A few months ago, CR staff member Don Peteroy announced he was going to conduct an interviewing experiment. His idea was to contact writers he admires (he is an intrepid, yea tireless, journal reader) and ask them each an absurd (yea, downright ridiculous) question—a question designed to throw said writer off balance and elicit an unrehearsed, fresh (yea, sometimes silly) response. The results were crazy good fun, and in support of that spirit—as well as in support of writing and writers everywhere (not just in our pages)—we asked Don’s permission to post these questions and answers on CR’s blog. I mean, any clown can ask an author what writers influenced him/her, but only Don Peteroy would ask something like “If you were an item on the McDonald’s value menu, which one would you be and why?” And so, here is the first installment of Don Peteroy’s Irrelevant Questions for Relevant Writers.
Valerie Fioravanti’s linked story collection, Garbage Night at the Opera, won the 2011 G. S. Sharat Chandra Prize for Short Fiction and is forthcoming from BkMk Press. Her work has appeared in many literary journals, including North American Review and Cimarron Review. She received a Fulbright Fellowship to Italy to research her novel, Bel Casino. She lives in Sacramento, where she teaches private workshops from her home and runs the Stories on Stage reading series.

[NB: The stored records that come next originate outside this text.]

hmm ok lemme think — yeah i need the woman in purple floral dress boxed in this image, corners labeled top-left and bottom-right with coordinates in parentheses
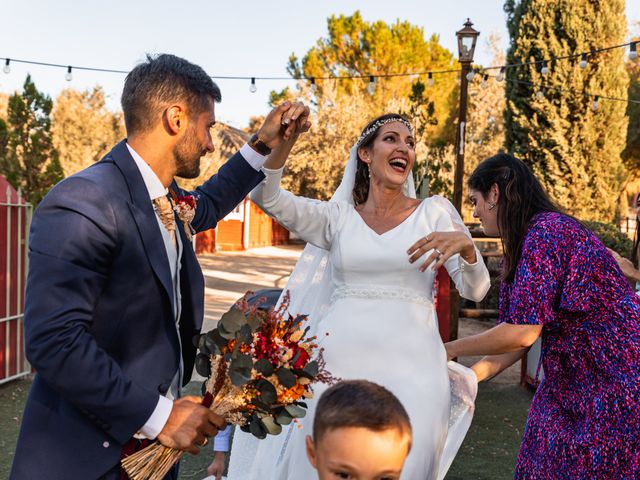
top-left (445, 153), bottom-right (640, 479)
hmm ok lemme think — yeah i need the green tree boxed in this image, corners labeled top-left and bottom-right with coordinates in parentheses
top-left (270, 12), bottom-right (460, 199)
top-left (504, 0), bottom-right (629, 222)
top-left (52, 87), bottom-right (124, 176)
top-left (403, 79), bottom-right (453, 199)
top-left (0, 75), bottom-right (63, 205)
top-left (466, 34), bottom-right (507, 176)
top-left (622, 24), bottom-right (640, 174)
top-left (287, 11), bottom-right (458, 146)
top-left (0, 93), bottom-right (8, 120)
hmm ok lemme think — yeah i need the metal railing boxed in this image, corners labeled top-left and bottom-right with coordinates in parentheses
top-left (0, 186), bottom-right (32, 384)
top-left (620, 216), bottom-right (637, 236)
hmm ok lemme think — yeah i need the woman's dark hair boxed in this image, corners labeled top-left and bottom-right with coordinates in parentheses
top-left (352, 113), bottom-right (411, 205)
top-left (121, 53), bottom-right (221, 136)
top-left (633, 194), bottom-right (640, 267)
top-left (468, 153), bottom-right (562, 283)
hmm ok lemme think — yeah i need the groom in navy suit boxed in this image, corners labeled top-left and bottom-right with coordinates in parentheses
top-left (10, 54), bottom-right (309, 479)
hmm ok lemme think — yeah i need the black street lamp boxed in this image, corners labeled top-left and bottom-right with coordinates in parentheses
top-left (446, 19), bottom-right (480, 344)
top-left (453, 19), bottom-right (480, 214)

Question: Let’s say the ghost of Herman Melville appears in your bedroom. You’re completely sober and sane, by the way. He tells you that you must write Moby Dick II: It Lives, or else he will haunt your family for ten generations. Everyone in your family will go nuts. He also tells you that the book will ruin your career. What are you going to do?
VF: I’d say, “I would prefer not to,” of course. He deserves to be on the receiving end of that line, don’t you think? After that, I’d just tell him to bring it. I’m an Italian girl from Brooklyn, and ghosts wouldn’t exactly faze my family. They’d just commiserate with him about how much I hate being told what to do, and make room. That’s apartment life—there’s not space enough for everyone to go to private corners where stuff festers. You learn to confront your demons, living or dead, and find a way to coexist.
Besides, Moby Dick already has a sequel. It’s Jeanette Winterson’s Written on the Body. I’d read Hank some gorgeous bone passages, point out how homosexuality no longer needs to be a latent theme, and encourage him to rest easy in his afterlife. Art is legacy. It’s Ahab and his whale-sized obsession. Career is the middle-aged guy with the stressball, and who willingly chooses him? If Melville still needed placating (’cause really, what’s with all the threats?), I’d mention how “Bartleby the Scrivener” made my throat constrict from claustrophobia, and how much I loved Benjamin Britten’s all-male opera Billy Budd. Second generation innovation. The guy with the stressball can’t touch that.
Mary Hamilton is a writer and optician living in Los Angeles. Her debut book, We Know What We Are, was released last year from Rose Metal Press.
Question: If a star vanished from the night sky every time you used a verb, would you continue to write? If yes, explain why.
MH: To be a total nerd about this, the truth is a star “disappears” at least every day. Such is the way of the universe. But, if it was really up to me, like, if it was my fault, well, yes, I would use one verb a day. Just to keep the balance going. I think I would feel important, having such responsibility. Of course, what calamity if, one day, my verb makes our sun disappear. That would suck. But, such is the way of the universe.